Mendengar jawaban Ibunya, Jhon langsung tersungkur penuh penyesalan. Disaat anaknya sudah membuangnya di hutan, ibu ini masih memikirkan keselamatan pulang anaknya. Jhon merangkul ibunya dengan penuh kasih sayang, dan berkata dengan penuh penyesalan, “maafkan kedurhakaanku bu, aku terlalu egois. Aku akan bawa ibu pulang, aku akan merawat ibu sampai Tuhan memisahkan kita” janji Jhon dan kembali menggendong membawa ibunya pulang.” 

Seketika itu juga, aku sangat kangen pada ibu. Rasa bersalah yang besar tiba-tiba merasuk hatiku. Aku mungkin tak paham makna dari cerita Ketrin, namun ada satu pesan tersirat yang tertancap mengenai hatiku yang membuatku sadar bahwa sesungguhnya aku sangat merindukan pelukan dan dekapan ibu.

“Ket, apa yang harus aku lakukan?” 

“Berdamailah dengan hatimu. Bukalah pintu maaf untuk orang tuamu dan terimalah apapun bentuk ayahmu saat ini. Semua sudah terjadi dan sudah seperti ini. Kamu tak akan bisa mengambil kembali mutiara yang sudah masuk ke dalam mulut babi.”

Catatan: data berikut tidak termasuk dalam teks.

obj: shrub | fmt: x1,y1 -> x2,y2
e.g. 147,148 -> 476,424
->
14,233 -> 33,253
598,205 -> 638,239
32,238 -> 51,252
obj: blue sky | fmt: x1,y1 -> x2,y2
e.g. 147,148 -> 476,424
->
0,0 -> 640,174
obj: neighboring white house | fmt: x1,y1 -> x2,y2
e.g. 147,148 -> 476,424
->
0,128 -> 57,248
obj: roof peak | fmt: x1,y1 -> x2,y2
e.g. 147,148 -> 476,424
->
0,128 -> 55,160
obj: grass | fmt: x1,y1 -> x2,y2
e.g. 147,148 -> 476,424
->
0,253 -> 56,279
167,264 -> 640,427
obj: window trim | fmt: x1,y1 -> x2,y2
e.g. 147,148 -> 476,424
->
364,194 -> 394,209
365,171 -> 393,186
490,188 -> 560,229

“Apakah aku masih bisa bertemu ibu?” tanyaku setengah berbisik mungkin bercampur rasa malu.

“Ibu selalu menantikan kedatanganmu” jawab Ketrin sambil menatapku tanpa keraguan sedikitpun. 

“Apa kamu yakin aku bisa melakukannya?” 

“Pahlawan selalu mempunyai tempat tersendiri dalam hati, walau hatimu penuh dengan rasa kesal dan benci. Pahlawan tetap akan menjadi satu-satunya orang yang kamu hormati, entah saat bersamanya bahkan ketika kamu sudah tak bersamanya. Mengenangnya membuat kita sadar bahwa tanpa pahlawan, kita tidak akan menjadi seperti sekarang ini.”

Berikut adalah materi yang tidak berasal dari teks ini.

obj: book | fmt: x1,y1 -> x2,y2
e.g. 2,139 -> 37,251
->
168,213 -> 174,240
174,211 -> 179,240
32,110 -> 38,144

“Apakah pahlawan yang kau maksud itu adalah ibu?” tanyaku tak paham.

“Ayah dan ibumu, Mon…” jawab Ketrin mantap.

“Ayah? Pahlawan? Bagaimana mungkin ayah seperti dia bisa menjadi seorang pahlawan?”

“Tak harus memegang bambu runcing untuk menjadi seorang pahlawan, tak harus mengusir penjajah untuk menjadi seorang pahlawan. Setidaknya lelaki itu pernah berjuang bersama ibumu. Berkat lelaki itu, ibumu melahirkan seorang pria tampan, yang hebat bermain musik dan selalu membuatku jatuh cinta. Kalau ayah dan ibumu tak pernah bertemu, mungkin kamu tak akan ada di dunia ini dan aku tak akan pernah bertemu denganmu. Bagian mana lagi yang tak kamu paham?” 

Aku tersenyum penuh damai. Perlahan-lahan aku paham. Berkat Ketrin, aku sadar bahwa keegoisanku sudah memupuk luka yang begitu dalam bagi orang lain. Betapapun aku menyangkal, secara biologis, mereka tetap ayah dan ibuku.

Aku suka cokelat, dan aku tak suka strawberry. Sedangkan di duniaku cokelat dan strawberry menjadi dua rasa yang sangat disukai. Bagaimana jika sebuah cokelat terjatuh dalam secangkir strawberry? Bukankah akan menghasilkan sebuah rasa baru? Mungkin perpaduan dari rasa cokelat dan rasa strawberry. Betapapun kamu tak suka salah satu rasa itu, namun kamu harus tetap menikmatinya, karena didalam dua rasa itu, ada rasa yang sangat kau sukai.